Post by Bill Kibby » 04 Jun 2014, 10:37

1909AscherbergPerzina32dpg.jpg
The picture here is an Ascherberg Perzina grand of 1909. If you read my Numbers page, you will understand my comments about Michel, so I shouldn't be surprised that something that has been widely published for half a century is so wrong. I have also questioned the piano being that early. The company is said to have failed in 1883, and continued as Ascherg Perzina.
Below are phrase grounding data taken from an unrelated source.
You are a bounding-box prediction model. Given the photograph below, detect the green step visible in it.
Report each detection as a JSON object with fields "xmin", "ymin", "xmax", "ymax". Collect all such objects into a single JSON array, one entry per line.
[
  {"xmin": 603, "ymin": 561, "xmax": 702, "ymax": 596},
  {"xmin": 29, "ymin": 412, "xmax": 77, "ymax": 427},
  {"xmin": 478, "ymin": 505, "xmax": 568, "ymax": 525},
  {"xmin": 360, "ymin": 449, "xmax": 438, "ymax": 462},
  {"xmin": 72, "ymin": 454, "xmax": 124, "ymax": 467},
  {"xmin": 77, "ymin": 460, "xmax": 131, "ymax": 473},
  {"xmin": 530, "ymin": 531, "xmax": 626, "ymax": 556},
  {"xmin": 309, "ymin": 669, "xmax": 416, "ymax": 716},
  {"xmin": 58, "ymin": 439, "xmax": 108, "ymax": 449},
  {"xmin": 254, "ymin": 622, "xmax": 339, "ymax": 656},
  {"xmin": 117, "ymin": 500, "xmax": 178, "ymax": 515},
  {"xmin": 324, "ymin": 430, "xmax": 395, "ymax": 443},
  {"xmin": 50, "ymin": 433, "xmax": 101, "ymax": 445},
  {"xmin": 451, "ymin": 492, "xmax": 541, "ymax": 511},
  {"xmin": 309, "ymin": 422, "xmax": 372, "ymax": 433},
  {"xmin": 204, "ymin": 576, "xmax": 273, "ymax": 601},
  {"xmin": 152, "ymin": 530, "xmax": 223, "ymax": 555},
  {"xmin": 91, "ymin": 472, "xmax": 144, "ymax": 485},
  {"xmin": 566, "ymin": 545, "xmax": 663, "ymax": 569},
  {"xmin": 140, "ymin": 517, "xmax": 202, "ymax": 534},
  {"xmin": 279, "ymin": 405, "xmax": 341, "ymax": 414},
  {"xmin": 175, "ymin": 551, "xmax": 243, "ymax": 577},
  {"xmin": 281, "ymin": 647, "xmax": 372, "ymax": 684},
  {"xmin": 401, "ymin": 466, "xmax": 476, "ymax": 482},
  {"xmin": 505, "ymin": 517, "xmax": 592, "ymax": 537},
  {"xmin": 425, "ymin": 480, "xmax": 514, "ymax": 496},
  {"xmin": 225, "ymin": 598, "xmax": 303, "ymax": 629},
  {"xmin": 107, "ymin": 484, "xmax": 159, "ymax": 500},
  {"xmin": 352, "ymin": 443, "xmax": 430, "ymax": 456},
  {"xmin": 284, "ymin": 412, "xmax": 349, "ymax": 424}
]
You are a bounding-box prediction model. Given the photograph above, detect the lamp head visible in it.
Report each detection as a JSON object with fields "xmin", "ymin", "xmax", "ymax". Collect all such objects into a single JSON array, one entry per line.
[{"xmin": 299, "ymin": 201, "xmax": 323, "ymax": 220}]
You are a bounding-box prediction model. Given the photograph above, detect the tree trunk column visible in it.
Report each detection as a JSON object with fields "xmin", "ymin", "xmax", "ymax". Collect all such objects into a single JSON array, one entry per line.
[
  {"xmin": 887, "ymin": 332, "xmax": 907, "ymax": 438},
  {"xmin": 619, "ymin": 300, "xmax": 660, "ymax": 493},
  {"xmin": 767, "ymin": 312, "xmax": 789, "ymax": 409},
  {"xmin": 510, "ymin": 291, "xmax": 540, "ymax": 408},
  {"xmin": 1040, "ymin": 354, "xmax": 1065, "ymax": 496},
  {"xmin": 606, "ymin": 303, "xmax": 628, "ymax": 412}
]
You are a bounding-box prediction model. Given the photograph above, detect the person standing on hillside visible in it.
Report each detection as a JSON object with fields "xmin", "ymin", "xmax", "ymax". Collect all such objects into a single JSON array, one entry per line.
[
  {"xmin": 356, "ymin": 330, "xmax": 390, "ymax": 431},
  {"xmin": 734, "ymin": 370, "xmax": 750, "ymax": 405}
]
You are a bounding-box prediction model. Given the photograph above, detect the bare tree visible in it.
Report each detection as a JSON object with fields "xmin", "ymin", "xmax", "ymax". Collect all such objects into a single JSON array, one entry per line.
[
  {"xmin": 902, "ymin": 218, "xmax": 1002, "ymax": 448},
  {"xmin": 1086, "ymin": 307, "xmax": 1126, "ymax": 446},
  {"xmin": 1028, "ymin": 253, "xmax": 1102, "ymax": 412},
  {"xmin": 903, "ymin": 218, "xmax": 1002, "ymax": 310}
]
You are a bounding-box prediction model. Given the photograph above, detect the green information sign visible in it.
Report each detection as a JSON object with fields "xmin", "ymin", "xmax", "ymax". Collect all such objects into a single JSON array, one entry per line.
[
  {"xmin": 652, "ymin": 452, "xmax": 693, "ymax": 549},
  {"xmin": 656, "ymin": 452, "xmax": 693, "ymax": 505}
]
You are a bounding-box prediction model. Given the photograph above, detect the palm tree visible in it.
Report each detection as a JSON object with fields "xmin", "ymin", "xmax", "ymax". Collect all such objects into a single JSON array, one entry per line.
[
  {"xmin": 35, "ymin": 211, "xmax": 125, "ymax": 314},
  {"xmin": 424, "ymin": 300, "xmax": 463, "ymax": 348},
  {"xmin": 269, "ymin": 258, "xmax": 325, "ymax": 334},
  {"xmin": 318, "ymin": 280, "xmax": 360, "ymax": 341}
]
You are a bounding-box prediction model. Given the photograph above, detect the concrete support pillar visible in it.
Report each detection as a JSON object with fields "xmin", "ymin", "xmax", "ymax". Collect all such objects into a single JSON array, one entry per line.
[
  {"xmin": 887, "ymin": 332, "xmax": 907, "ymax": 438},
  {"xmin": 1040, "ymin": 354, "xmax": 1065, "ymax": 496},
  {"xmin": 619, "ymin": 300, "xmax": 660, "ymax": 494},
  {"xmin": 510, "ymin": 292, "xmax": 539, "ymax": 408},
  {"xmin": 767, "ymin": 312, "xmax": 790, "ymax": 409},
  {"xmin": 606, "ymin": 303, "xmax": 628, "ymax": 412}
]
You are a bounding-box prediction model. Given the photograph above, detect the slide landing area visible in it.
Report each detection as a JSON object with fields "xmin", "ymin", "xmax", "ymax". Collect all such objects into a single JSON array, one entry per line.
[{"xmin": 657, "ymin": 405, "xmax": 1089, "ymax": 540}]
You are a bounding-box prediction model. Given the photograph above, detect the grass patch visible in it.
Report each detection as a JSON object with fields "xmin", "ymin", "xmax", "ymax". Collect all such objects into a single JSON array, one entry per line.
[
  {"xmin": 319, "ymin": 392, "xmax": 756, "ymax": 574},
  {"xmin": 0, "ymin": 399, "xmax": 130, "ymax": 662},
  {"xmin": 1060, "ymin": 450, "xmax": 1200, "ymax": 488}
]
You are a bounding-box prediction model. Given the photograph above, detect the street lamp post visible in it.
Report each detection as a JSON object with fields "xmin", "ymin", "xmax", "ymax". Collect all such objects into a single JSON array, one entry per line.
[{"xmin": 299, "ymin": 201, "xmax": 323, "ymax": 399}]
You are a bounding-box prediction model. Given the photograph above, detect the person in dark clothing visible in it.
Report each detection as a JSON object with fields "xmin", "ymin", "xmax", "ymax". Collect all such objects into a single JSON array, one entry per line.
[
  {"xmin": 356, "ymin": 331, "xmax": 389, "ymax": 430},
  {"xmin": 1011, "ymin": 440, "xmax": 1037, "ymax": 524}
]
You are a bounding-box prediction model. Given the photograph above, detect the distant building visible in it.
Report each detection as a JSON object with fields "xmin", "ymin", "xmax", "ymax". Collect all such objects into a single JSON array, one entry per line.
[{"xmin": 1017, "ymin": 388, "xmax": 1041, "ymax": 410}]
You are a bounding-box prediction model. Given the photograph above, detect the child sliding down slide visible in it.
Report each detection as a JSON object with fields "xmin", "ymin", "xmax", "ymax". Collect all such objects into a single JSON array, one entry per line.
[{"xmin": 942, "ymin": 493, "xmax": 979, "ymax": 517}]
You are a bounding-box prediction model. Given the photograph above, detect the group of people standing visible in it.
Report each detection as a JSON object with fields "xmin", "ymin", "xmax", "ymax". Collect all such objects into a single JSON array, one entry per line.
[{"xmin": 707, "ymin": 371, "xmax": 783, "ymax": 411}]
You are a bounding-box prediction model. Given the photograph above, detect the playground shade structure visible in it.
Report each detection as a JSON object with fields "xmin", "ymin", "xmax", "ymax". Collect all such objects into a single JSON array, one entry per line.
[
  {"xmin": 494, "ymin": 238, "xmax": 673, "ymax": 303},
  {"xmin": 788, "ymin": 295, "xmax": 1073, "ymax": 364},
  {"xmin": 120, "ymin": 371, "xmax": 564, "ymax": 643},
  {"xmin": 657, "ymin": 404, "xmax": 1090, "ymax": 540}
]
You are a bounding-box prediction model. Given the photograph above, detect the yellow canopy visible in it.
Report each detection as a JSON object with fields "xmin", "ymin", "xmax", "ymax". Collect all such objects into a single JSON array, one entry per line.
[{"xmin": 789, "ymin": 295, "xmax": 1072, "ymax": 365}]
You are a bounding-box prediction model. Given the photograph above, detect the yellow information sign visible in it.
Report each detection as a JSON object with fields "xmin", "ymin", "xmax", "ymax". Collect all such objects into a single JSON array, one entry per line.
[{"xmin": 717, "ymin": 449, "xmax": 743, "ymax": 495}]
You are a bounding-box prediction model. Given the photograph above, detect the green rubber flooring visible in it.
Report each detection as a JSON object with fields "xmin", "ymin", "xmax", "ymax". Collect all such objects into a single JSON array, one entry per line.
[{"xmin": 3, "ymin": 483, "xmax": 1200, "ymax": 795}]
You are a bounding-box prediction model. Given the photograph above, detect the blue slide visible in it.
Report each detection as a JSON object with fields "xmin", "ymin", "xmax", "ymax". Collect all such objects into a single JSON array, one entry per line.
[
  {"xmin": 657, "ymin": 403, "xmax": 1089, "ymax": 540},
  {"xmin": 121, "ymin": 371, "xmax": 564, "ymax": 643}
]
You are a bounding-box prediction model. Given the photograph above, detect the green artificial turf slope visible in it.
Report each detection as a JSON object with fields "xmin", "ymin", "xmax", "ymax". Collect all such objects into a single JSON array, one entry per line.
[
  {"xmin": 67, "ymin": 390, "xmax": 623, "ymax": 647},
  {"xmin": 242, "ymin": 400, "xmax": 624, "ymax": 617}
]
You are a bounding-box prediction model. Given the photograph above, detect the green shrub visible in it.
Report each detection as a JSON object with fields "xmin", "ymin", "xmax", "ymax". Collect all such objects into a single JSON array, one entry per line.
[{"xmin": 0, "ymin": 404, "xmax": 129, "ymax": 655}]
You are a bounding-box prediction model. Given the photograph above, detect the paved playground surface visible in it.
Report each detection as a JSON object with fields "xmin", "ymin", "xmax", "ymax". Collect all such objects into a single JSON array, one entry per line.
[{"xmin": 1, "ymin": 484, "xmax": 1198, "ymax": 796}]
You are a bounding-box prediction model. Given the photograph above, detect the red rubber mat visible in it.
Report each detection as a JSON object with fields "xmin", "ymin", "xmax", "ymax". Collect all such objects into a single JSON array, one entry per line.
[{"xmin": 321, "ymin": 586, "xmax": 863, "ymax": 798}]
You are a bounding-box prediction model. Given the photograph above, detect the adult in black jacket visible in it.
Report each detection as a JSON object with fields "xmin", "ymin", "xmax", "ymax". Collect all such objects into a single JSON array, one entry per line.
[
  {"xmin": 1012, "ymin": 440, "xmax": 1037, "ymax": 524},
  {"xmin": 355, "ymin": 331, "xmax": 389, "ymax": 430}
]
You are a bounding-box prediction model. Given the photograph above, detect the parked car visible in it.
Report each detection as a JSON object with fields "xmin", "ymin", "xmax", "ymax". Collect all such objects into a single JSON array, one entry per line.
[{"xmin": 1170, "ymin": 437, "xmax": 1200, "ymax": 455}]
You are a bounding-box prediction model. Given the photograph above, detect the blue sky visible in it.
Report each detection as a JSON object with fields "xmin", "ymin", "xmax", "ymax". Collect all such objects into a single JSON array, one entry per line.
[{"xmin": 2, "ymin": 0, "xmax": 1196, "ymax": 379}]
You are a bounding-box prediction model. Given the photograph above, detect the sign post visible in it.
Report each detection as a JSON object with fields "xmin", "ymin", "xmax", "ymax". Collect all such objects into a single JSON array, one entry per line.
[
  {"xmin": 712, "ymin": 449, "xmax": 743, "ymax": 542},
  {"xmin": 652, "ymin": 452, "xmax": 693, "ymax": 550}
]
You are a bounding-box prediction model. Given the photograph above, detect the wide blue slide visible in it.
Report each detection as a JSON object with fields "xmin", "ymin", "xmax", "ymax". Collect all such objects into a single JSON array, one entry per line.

I know very little about Queen Emma, but I think the pictures you linked me to are more like a piano of the 1890s, similar to Ascherberg grands I have tuned over the years, but that late a date would probably make it "Ascherberg Perzina", and too late for Queen Emma, who died in 1885. We could guess that it is either pre-1883, or not her piano!

I have been unable to find reliable, accurate information about Ascherberg serial numbers. The Ascherberg company is said to have been bombed out of existence during the second world war when the Americans decided to level Dresden. No archives survived. 1880 is said to be the date of Ascherberg grand #2,590 in the Which Guide to Collectables, overstrung, with Ascherberg's patented action, 85 notes, ivory keys, case rosewood, profusely inlaid with urns, ribbons & floral scrolls, on "turned" tapered legs (actually hexagonal for the most part) with boxwood stringing.

I spend a lot of my time trying to correct websites and books that publish wrong information, but we all have to take their word sometimes. Another Ascherberg that crops up sometimes is an upright #4456 with the convex top that I estimate at 1862. I think the numbers are misleading and not in the same sequence.